Jamaica Mortgage Bank targets $1.3b for lending
Jamaica Mortgage Bank, JMB, aims to lend $1.3 billion to developers for housing construction this fiscal year.
If the state-owned financier hits the target, it would represent a one-third increase atop the $972 million of loans written last year.
JMB mobilises loan funds for on-lending to public- and private-sector housing developers and to other lending institutions. It also provides mortgage insurance services on behalf of the Government of Jamaica. The bank is currently targeting the enrolment of more companies in its insurance programme, as well.
Its targets for financing this year are designed to deliver a combined 180 housing units across the island.
Two of those projects to which funds are already being disbursed, according to General Manager Courtney Wynter, include the Hampton's at Fairway in Kingston, a project being done by developer Devon Young, and Mayfair, a complex of apartments and townhouses being pursued by developer Kevin Malcolm near Red Hills, also in Kingston.
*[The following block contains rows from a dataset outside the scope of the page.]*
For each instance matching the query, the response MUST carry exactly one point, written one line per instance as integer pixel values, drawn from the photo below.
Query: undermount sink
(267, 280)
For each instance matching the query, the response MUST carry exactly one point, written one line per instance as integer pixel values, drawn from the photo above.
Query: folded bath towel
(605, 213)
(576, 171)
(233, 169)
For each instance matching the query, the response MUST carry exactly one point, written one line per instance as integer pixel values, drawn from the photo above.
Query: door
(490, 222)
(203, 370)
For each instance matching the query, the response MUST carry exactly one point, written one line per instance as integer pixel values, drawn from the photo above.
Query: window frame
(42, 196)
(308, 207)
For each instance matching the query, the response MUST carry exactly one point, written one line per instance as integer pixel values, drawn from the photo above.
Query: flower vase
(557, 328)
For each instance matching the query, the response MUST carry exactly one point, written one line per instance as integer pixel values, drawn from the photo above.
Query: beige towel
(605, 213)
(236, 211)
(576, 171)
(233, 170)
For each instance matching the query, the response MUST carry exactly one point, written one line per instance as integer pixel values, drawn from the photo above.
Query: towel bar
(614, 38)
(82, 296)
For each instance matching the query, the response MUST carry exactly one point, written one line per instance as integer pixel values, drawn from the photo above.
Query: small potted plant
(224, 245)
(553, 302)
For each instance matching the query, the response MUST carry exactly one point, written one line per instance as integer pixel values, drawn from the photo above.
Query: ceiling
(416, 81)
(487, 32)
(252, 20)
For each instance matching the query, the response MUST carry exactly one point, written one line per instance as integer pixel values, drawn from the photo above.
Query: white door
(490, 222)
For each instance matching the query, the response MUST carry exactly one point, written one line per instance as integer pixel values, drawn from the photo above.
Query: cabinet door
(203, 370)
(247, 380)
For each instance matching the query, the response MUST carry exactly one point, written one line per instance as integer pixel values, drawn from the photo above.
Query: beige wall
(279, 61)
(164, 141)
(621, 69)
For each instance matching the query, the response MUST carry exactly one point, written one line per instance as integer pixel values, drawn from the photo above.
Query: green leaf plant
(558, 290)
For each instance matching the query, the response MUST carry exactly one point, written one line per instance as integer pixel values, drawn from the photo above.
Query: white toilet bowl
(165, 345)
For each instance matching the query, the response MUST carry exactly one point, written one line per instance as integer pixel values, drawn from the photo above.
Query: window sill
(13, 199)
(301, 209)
Both projects, which are 95 per cent complete, are designed to deliver 86 housing units to the market.
Wynter told the Financial Gleaner that the bank really wants to "more than double" its loan portfolio and number of housing solutions financed by 2022. Its loan book is now valued at $2.3 billion, up from $1.65 billion in fiscal 2017.
The $972 million of new loans written in the past fiscal year ending March 2018 reflected an increase of nearly 44 per cent and financed 94 new housing units. Distributions in the period, inclusive of new and ongoing projects approved in prior periods, amounted to $1.1 billion or three per cent higher than the previous fiscal period.
Those improvements follow a three-year programme ending in 2017 to "stabilise the company and return to sustainable growth and profitability", Wynter noted, a plan that centred on growing the JMB's loan portfolio, new innovative means of funding projects, and collecting on bad debt. Wynter inherited the problems when he took over as GM in 2014.
Going forward, the bank aims to back developments largely positioned at the low-middle to middle-income market, he said.
The JMB has been doing business on behalf of the government since 1971. Since then, it has financed more than 100 residential and commercial development projects valued at more than $39 billion, which have delivered around 17,000 housing solutions, "including over 50 per cent of houses built in Portmore and Greater Portmore," the mortgage banker said.
In more recent years, a series of bad loans have been weighing on the bank. But it has now collected $1.5 billion on its non-performing portfolio, and now aims to bring the NPL portfolio back to industry levels within two years. NPLs in the aggregate banking sector is currently estimated at 2.77 per cent, according to Bank of Jamaica data on the private market.
At their worst point, non-performing loans at JMB had risen above 60 per cent of the bank's portfolio. That's now been cut to 15 per cent, Wynter said.
Wynter, noting that what he could say was restricted by the fact that the JMB's financials have not yet been tabled in Parliament, said that for the year ended, the bank's balance sheet grew by an annual 8.9 per cent, primarily as a result of a 30.2 per cent growth in its loan portfolio. The bank also exceeded its budgeted pretax profit by 2,144 per cent, he said.
In fiscal 2017, JMB made pretax profit of nearly $116 million, but was only expecting to make a fraction of that, $6.5 million, in the following period ending March 2018, according to the Jamaica Public Bodies report. The report also projects pretax profit of $27 million for the bank by the end of this fiscal year at March 2019.